Facial Emotion Recognition Using Deep Convolutional Neural Network

Team members
Shanchao Liang (sliang53@wisc.edu), Zhaoyang Li (zli2344@wisc.edu)
Qitong Liu (qliu227@wisc.edu), Shirley Liu (rliu326@wisc.edu)

Link for presentation: https://github.com/Qliu227/CS639_FER/blob/gh-pages/presentation/CS639_FER.pptx

1. Motivation

Facial expression is an important communication tool for the human being, through which people can recognize others’ mental status, such as happiness, anger, sorrow, etc.^[1] Among various facial emotion recognition (FER) methods, camera image has become a focused area because of its widespread application in daily life, such as Virtual Reality, advanced driver assistance systems (ADASs), education, and healthcare.^[2] In light of this, the FER aroused our interest to study and implement some techniques.

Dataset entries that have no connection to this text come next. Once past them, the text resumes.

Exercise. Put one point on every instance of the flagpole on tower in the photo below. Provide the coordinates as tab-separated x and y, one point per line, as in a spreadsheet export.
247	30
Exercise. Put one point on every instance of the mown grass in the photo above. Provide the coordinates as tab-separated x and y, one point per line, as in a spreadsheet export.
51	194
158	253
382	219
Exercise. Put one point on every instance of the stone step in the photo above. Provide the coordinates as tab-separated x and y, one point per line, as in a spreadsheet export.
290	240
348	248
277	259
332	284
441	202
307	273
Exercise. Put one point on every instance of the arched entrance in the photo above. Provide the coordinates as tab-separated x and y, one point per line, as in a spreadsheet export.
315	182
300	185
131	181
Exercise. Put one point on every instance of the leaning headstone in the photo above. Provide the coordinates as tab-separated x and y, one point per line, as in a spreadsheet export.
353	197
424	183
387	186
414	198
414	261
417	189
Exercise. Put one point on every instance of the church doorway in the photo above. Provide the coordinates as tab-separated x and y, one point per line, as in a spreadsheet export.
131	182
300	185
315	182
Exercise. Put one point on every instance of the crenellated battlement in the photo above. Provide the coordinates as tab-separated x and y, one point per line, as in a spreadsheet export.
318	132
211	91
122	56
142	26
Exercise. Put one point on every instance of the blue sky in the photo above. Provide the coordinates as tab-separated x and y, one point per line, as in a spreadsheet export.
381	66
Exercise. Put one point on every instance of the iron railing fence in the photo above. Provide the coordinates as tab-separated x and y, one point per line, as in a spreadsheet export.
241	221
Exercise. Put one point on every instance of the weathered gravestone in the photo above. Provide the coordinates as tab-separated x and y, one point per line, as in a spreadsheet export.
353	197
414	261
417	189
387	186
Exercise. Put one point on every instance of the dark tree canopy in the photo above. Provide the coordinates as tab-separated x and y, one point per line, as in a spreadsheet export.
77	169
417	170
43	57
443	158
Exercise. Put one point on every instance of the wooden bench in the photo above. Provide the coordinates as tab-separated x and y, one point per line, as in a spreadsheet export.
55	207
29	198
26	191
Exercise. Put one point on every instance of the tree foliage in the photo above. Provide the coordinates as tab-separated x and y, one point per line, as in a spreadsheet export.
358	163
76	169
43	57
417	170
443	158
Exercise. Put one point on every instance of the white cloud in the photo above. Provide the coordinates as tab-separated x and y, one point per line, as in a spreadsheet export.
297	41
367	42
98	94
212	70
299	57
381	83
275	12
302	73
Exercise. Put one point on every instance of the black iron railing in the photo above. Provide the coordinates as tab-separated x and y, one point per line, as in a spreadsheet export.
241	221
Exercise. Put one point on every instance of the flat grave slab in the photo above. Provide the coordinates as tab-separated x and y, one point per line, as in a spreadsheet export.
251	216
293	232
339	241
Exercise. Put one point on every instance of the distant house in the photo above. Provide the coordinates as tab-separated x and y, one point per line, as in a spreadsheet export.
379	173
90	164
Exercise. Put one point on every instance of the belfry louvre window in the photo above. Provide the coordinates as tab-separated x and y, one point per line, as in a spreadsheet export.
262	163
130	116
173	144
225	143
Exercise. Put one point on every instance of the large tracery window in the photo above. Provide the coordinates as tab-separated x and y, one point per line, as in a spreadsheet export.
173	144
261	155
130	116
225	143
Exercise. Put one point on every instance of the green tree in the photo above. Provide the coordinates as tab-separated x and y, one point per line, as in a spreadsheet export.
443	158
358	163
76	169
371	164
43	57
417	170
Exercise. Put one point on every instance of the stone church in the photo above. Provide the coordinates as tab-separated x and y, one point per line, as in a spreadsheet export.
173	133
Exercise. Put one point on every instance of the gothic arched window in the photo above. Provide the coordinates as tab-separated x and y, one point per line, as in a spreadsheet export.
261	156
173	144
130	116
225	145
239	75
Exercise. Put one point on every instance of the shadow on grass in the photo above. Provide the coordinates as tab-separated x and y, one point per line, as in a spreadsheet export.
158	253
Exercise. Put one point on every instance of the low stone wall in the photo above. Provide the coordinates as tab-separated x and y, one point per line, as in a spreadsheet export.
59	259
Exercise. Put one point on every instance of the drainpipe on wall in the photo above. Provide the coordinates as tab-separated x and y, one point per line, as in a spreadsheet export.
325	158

Facial emotion recognition (FER) is achieved either by measuring the changes of various body parameters, such as measuring heart rate, eye activity, electroencephalography, etc or by analyzing the facial image.^[1] And the latter has gained popularity because of the abundant and cost-effective computational resources. The research studies the FER based on input from the camera can be divided into two groups, conventional methods and approaches using neural networks.^[1] The conventional FER method is based on hand-engineered features to identify facial emotion.^[4] The typical process includes detecting the region of interest, extracting features and then using a pre-trained classifier to recognize the facial emotion, as shown in Fig.1.^[1] The popular classifier includes SVM, random forest, and kNN. In contrast, the neural network uses the whole image as the input and it is processed by artificial neurons. It has emerged as a general approach for computer vision with the availability of big datasets. The classical CNN convolves the input image to generate feature maps, which are concatenated and then used for classification (see Figure 2).^[1] Among published studies, Kim et al. proposed a hybrid model consisting of a CNN and long short-term memory (LSTM), and it has the highest performance with an accuracy of 78.61%. ^[3]

2. Methods

In this project, we will build a deep convolutional neural network (CNN) based on the model proposed by Aayush Mishra (https://www.kaggle.com/aayushmishra1512/emotion-detector), which consists of five CNN modules. The model contains about 4.5 million parameters. The batch normalization and dropout techniques are used to make the model robust. The detailed structure is shown in Fig.3.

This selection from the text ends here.